The Jefferson Iowa News®


  British Football Meeting Inspired By Local Resident

By Tar Tarkus –

A select group of interested Jefferson citizens invited me to join in their meeting at Wet Goods last Saturday night. This group was headed up by James Silbaugh, who recently spent two weeks in England, touring the countryside, hoping to bring back cultural ideas which could be adapted to Jefferson. On hand also was Bob Fitzgerald, Laura Wilburn, Jeff Hammerand, and Ken Schreck. The meeting took place at Wet Goods at 7:00 PM.

James opened the meeting with a titillating slide show featuring the various points of interest he observed while in England. Apparently he was able to get to know the locals and mingle with them quite closely. Eventually, his main point of discussion was reached.

James S. - "I would at this time like to make the proposal that we abolish Linduska Field and install a professional-grade soccer pitch, as you may find in England. By combining Jefferson, Scranton, Paton, Churdan, Dana, Rippey, and Grand Junction, I think we could sustain a large football club and have a really nice football pitch. It would be referred to as JSPCDRGJFA."
Ken S. - "I think we should order beer."
James S. - " A pint of ale all around. Have you gone barmy?  Please."
Laura - "What are you talking about? Tell me your plans for Linduska Field."
James S. - "Are you bladdered, mate? The pitch is Jefferson soccer!"

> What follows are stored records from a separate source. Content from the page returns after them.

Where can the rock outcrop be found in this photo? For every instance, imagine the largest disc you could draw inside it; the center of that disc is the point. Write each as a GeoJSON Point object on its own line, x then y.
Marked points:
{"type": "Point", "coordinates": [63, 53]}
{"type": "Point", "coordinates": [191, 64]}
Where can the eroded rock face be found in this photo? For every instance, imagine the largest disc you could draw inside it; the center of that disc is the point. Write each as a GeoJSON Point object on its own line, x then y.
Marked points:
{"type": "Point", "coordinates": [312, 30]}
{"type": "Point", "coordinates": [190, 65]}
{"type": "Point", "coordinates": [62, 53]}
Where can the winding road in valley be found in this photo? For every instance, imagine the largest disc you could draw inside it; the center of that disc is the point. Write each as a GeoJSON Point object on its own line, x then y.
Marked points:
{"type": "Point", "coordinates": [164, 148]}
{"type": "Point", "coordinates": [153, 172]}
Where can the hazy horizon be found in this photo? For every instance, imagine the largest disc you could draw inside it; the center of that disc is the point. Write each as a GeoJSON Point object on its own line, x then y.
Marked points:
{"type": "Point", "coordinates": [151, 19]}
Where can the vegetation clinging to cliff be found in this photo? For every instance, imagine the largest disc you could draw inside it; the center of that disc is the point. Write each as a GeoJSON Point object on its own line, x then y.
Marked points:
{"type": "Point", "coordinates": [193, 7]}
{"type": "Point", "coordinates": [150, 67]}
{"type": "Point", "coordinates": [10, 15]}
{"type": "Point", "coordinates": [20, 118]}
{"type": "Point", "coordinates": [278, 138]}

We regrouped and the conversation continued.
Jeff - "Are you seriously thinking about destroying Linduska Field?"
James S. - " Bleeding right, old man. I know that every bloomin' gent can agree that we can bloody well win the championship every year if we start it on our own."
Ken S. - "Most British people are clearly faggots."
James S. - I can't believe we still allow you in on these meetings. And Bob's your uncle!"

Bob - "Bob is NOT my uncle!"
Ken S. - "Yeah, Bob was your uncle, remember when he was excommunicated?"
James S. - "Let's get back to the subject - budge up!"

Laura - "Why are we here anyway?"
James S. - "What are you, daft? Just get rid of the old American football field. Then install the new pitch. Becks will be asked over. How can you say no?"
Ken S. - "I'm feeling sort of fruity, Laura!"
James S. - "I'm feeling rather jammy; let's just table this discussion. I'm to the khazi."